Greenhushing in New Zealand: Challenges and Implications for Climate Risk Reporting

In New Zealand, climate reporting laws aimed at enhancing transparency are having an unintended effect: promoting 'greenhushing', where companies deliberately limit what they disclose about their climate actions.

Unlike greenwashing, which exaggerates environmental efforts, greenhushing reflects a cautious silence driven by fear of criticism or accusations of greenwashing.

Research into the reporting regime, introduced in 2021, shows that organisations are often hesitant to communicate their climate initiatives, even as they comply with statutory disclosure requirements.

Many banks and financial institutions rely on standardised climate scenarios to assess risks, yet uncertainty in these projections complicates decision-making.While some measures like sustainable finance targets are straightforward to implement, embedding climate risk into core policies remains limited.Regulatory requirements for independent assurance add another layer of scrutiny, further encouraging silence.

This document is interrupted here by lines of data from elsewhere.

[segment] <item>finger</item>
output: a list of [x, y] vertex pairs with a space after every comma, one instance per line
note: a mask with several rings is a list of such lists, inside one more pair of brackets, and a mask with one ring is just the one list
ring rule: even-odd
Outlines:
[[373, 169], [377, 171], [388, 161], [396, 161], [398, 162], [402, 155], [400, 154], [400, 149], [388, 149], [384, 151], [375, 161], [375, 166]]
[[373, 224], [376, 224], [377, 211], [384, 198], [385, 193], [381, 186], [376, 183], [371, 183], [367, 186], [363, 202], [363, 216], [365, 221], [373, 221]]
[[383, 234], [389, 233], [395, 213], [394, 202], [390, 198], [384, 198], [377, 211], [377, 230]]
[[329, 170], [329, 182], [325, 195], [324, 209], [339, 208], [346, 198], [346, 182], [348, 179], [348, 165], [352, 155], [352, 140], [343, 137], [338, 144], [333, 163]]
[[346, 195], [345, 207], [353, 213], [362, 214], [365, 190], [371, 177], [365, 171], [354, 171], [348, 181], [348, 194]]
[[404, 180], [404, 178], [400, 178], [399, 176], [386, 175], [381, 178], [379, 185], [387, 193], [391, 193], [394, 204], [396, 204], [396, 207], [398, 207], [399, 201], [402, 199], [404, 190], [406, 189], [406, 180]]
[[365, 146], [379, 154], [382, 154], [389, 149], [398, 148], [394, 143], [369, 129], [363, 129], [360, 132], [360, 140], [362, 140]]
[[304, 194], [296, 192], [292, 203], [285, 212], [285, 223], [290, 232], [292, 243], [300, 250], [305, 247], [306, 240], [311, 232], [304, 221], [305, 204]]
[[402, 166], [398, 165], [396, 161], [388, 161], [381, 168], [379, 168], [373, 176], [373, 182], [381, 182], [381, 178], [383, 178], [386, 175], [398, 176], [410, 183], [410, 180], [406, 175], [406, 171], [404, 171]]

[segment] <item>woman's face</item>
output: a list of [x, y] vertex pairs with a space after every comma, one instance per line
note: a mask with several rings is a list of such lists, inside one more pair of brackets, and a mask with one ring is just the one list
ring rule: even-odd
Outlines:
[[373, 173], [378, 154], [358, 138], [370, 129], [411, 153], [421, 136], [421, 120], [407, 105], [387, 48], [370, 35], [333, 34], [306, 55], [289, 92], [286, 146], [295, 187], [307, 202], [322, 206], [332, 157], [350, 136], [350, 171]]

The shift in 2025 to raise the reporting threshold to organisations with over NZ$1 billion in assets has also reduced coverage, leaving fewer entities accountable.

Analysts warn that if climate disclosures remain overly cautious, the regime may fail to achieve its goal of influencing financial decisions and guiding capital allocation towards a low-emissions economy.

For meaningful impact, organisations must integrate climate analysis into board-level decisions and clearly communicate how these risks inform investments, even amid uncertainties.